Where the tapes really date themselves, though, is in Jackie’s views of men and women. It’s like channeling the early episodes of Mad Men. Most of the people she admired were men—especially powerful and brilliant ones like Malraux and Joe Kennedy (whom she always called Mr. Kennedy) and her husband. She even liked Pakistanis more than Indians because they were “more manly.” Occasionally she feels sorry for the women dragged along in their wake; Madame de Gaulle “just looked so long-suffering, poor woman, so tired. You know, they have more state visits than anyone.” But powerful or would-be powerful women, like Indira Gandhi, she loathed. She was appalled that Clare Boothe Luce wanted to horn in on a “male lunch” at the White House and talk politics with JFK; she recounts conversations with JFK in which he speculates that Luce and Madame Nhu (now there’s a pair!) hated men because they got their power through them (she whispers, “I wouldn’t be surprised if they were lesbians”). She thought the “violently liberal” women who supported Adlai Stevenson instead of JFK were afraid of sex. It’s all a bit D.H. Lawrentian. Again and again she emphasizes that her role as wife was to provide warmth, amusement, relaxation, “good food, and the children in good moods….” “How could I have any political opinions, you know? His were going to be the best…. I mean, it was really a rather terribly Victorian or Asiatic relationship we had…which I think’s the best.”

Some of this must surely have been for show. Jackie was clearly no little wifey, and nobody’s fool either. But the sense that comes through is of someone who lived in a bubble, protected from the big, brawling world by her class, her marriage, her wealth, her gender. When she talks about campaigning in Wisconsin and West Virginia, it’s as if she’s describing remote African villages.
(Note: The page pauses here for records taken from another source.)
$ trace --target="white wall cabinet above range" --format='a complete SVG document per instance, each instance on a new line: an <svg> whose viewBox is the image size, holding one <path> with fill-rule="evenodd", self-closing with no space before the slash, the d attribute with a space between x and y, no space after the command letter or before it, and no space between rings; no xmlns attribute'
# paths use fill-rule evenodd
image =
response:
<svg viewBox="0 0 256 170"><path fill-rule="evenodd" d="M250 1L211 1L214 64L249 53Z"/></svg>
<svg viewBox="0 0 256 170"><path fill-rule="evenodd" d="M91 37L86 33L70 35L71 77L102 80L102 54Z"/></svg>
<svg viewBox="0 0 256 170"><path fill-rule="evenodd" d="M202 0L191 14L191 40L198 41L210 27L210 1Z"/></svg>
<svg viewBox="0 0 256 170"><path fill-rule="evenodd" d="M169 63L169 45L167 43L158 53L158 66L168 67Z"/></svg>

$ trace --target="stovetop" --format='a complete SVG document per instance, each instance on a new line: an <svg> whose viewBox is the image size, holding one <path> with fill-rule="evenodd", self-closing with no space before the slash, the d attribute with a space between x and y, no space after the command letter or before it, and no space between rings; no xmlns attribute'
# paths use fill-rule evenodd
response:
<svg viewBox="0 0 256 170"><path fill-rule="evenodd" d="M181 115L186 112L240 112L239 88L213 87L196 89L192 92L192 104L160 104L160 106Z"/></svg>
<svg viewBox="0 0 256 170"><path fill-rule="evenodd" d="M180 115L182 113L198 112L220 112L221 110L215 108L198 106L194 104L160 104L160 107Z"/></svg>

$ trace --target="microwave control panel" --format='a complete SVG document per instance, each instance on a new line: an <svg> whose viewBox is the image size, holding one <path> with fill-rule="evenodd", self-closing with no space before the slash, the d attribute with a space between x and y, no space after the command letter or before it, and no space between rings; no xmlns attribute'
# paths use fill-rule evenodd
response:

The limits of her highly personal approach to politics show most clearly in her remarks on Martin Luther King Jr. She was shocked when JFK told her that FBI tapes showed that King had girlfriends—even what she calls “orgies.” What a “phony”! (“Jack said, ‘Oh, well’—you know, he would never judge anyone in any sort of way.” But of course he had good reasons.) Even worse, King “made fun of Jack’s funeral,” joking that Cardinal Cushing was drunk, and that the pallbearers almost dropped the coffin. “I just can’t see a picture of Martin Luther King without thinking, you know, that man’s terrible.” A little sex, some crude humor never meant for her ears—and there goes the leader of the greatest social justice movement of her day.

Jackie grew considerably in the years following these tapes. She went to King’s funeral in 1968, by which time, according to her daughter, Caroline, she had come to admire him. Despite her second marriage to the fabulously wealthy shipping magnate Aristotle Onassis (and why anyone would want to marry him except for his money is a mystery to me), she even became something of a feminist. After Onassis died she became a book editor in Manhattan, and in 1979 she gave an interview to Ms. magazine in which she spoke warmly of working women. Right on, sister!

Fifty years ago we had an adored first lady who basically saw no interesting role for women outside a hero-worshiping marriage and who believed “women should never be in politics. We’re just not suited to it.” Now our first lady is Michelle Obama, another style icon, and a very successful lawyer to boot, whose husband first defeated, barely, a former first lady, and then the first Republican ticket to have a woman vice presidential candidate. The upcoming race features would-be candidate Michele Bachmann, who combines professions of biblical submission to her husband with presidential ambitions.

I wonder what Jackie would have made of that.